In any case I was also intrigued by the notion of barefoot running (BF running) and have the ambition to one day run “like” the barefoot runner.  But, I want sufficient protection to the bottom of my feet. As most now know, BF embraces a midfoot or forefoot landing style of the foot, rather than the traditional heel strike pattern. I will be writing more about what we know in the research literature about the pros/cons of midfoot/forefoot striking compared with heel striking, but suffice to say there is sufficient research to entice me to try to make this transition as a runner.

Knowing that “true” barefoot running would require that I learn to land on my midfoot and/or forefoot (at least for higher speed running), I knew I needed to learn how to transition from my heel striking ways to that of the midfoot striker.  Unfortunately, the Minimus shoe was a bit too close to the traditional shoe to help me  sufficiently with this transition.  And while I am sure the Vibram Five-Finger would likely do the trick, I am “toe-space” sensitive. I am quite sure I would not tolerate toe socks – I cannot tolerate a single “big toe thong” type sandle…so, something between each toe was not going to work.

And then I stumbled upon Sockwa – through Twitter.  Clever name (Sockwa = sock with attitude) – these “shoes” slip on almost like a crew cut sock but they have sufficient minimal rubber on the sole to offer protection to the bottom of the foot.  The Sockwa G3 (which is what I am wearing) are deigned to allow for running outdoors. And because they have absolutely no heel reinforcement, no heel thickness at all, the Sockwa encourages the runner to land softly on the midfoot or forefoot, essentially as if running barefoot.  As soon as I slipped on my Sockwa G3′s I knew I was in for a treat.  My feet felt almost naked…and I was excited to go for a short run.  Kind of reminded me of the moccasins I wore as  kid playing in the backyard.

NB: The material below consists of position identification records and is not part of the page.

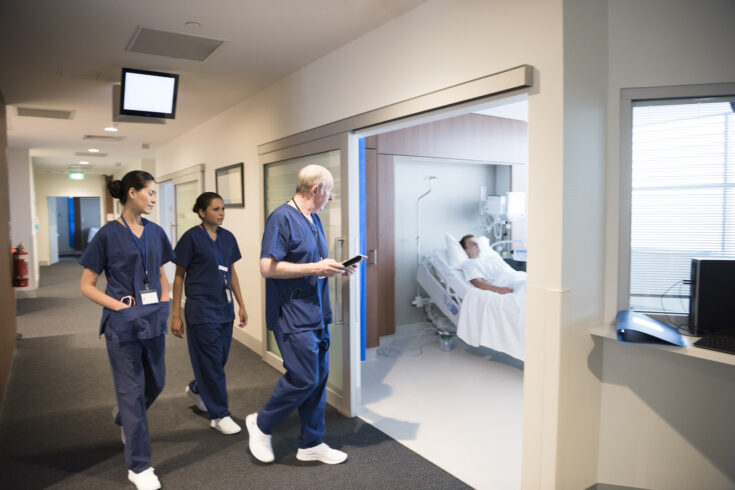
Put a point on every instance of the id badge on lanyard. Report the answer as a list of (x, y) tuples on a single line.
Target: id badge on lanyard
[(223, 268), (228, 288), (148, 296)]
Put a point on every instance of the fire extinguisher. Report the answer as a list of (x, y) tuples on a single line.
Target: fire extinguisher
[(20, 267)]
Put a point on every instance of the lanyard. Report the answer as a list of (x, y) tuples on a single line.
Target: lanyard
[(143, 252), (217, 252), (312, 227)]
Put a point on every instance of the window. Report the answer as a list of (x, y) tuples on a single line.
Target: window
[(682, 195)]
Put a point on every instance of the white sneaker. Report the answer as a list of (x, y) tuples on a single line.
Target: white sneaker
[(225, 425), (260, 442), (145, 480), (197, 399), (322, 453), (115, 411)]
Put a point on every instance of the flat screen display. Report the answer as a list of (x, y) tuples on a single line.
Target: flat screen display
[(148, 93)]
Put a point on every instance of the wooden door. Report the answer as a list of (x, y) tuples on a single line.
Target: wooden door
[(379, 242)]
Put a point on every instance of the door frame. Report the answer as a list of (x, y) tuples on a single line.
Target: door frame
[(447, 102), (189, 174), (347, 300)]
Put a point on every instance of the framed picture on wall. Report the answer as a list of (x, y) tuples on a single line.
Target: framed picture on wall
[(230, 184)]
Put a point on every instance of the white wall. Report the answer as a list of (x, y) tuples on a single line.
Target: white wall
[(23, 209), (664, 421), (58, 185), (439, 44), (451, 207)]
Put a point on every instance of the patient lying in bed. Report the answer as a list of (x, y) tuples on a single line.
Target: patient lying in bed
[(483, 272), (493, 313)]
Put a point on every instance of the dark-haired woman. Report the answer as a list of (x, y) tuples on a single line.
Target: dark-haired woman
[(132, 250), (205, 256)]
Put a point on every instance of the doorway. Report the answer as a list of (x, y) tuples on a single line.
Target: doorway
[(455, 100), (422, 182), (177, 193), (279, 179), (73, 222)]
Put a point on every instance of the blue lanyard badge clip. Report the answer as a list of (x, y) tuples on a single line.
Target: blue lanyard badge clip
[(147, 295), (220, 265)]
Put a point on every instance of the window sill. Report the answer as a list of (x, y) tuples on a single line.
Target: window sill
[(609, 333)]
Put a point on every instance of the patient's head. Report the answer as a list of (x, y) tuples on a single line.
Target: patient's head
[(471, 246)]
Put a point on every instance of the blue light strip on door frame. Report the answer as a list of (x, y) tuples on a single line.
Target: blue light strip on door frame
[(72, 225), (363, 219)]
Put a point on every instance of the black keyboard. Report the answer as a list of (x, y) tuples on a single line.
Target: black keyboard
[(719, 341)]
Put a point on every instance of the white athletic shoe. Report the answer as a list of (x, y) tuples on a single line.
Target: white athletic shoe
[(115, 411), (197, 399), (145, 480), (225, 425), (259, 442), (322, 453)]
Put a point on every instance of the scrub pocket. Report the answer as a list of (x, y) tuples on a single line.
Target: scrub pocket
[(301, 314), (137, 322)]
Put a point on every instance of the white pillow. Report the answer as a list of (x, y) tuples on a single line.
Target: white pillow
[(456, 255)]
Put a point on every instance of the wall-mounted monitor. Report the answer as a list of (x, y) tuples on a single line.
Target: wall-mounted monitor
[(148, 93)]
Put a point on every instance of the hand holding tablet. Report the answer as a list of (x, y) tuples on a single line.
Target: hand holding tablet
[(354, 260)]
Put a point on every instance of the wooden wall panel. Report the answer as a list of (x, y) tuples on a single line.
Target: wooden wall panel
[(386, 246), (371, 243), (467, 137)]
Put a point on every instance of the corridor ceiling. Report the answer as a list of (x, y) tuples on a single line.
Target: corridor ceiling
[(66, 55)]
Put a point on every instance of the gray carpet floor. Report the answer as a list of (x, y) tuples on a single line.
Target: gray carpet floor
[(56, 428)]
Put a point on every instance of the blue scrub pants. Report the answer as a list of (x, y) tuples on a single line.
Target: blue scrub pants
[(209, 346), (303, 386), (139, 373)]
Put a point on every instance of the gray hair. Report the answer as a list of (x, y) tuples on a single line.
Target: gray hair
[(310, 176)]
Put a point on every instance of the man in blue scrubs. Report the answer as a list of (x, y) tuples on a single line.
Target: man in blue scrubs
[(294, 261)]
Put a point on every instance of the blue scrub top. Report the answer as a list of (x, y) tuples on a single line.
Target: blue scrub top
[(302, 303), (205, 295), (113, 250)]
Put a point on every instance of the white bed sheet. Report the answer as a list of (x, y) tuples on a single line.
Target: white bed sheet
[(493, 320)]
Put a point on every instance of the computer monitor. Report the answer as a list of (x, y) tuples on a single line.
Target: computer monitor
[(712, 300), (148, 93)]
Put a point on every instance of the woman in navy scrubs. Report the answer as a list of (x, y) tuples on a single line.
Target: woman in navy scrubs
[(132, 250), (205, 255)]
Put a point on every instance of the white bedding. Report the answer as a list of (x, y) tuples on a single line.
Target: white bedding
[(493, 320)]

My first run was a combination of concrete road surface, gravel road, and rock/dirt trail.  I kept the run short (about 3-miles) but right from the start I knew I was landing on my midfoot and not on my heels. Even when I tried to land on my heels I did not like the sensation and immediately resorted to midfoot landing. This naturally required a slightly higher cadence, a shorter stride, and a bit more “tall” running posture – but, well, that is actually the idea – and the basic requirement of BF running.  I only wish I had picked a route that also had some minor hills – I just felt like I wanted to surge – which is unusual for me as a runner.  What a total joy – and I am not one to gush about running.  I anxiously await to see how I feel tomorrow…and am looking foward to my next run.  The G3 is super comfortable and feels almost as if running without anything on my feet - about as close to BF running as I’ll get – but with the requisite protection.  Thank you Sockwa!!!!!

2 thoughts on “What the Sockwa?

  1. Very strong adicve. I am now running roughly 20 miles a week on concrete bike trails completely barefoot and love it. But I have never been the type to ease into anything. I had done barefoot sprinting in grass two summers ago but nothing distanced on concrete. The first night that I went out I ran my first two miles and felt great, so I ended up running another 3 miles. I felt good the next day but I would still greatly encourage starting out slow. Especially if you have done extensive running in high end running shoes.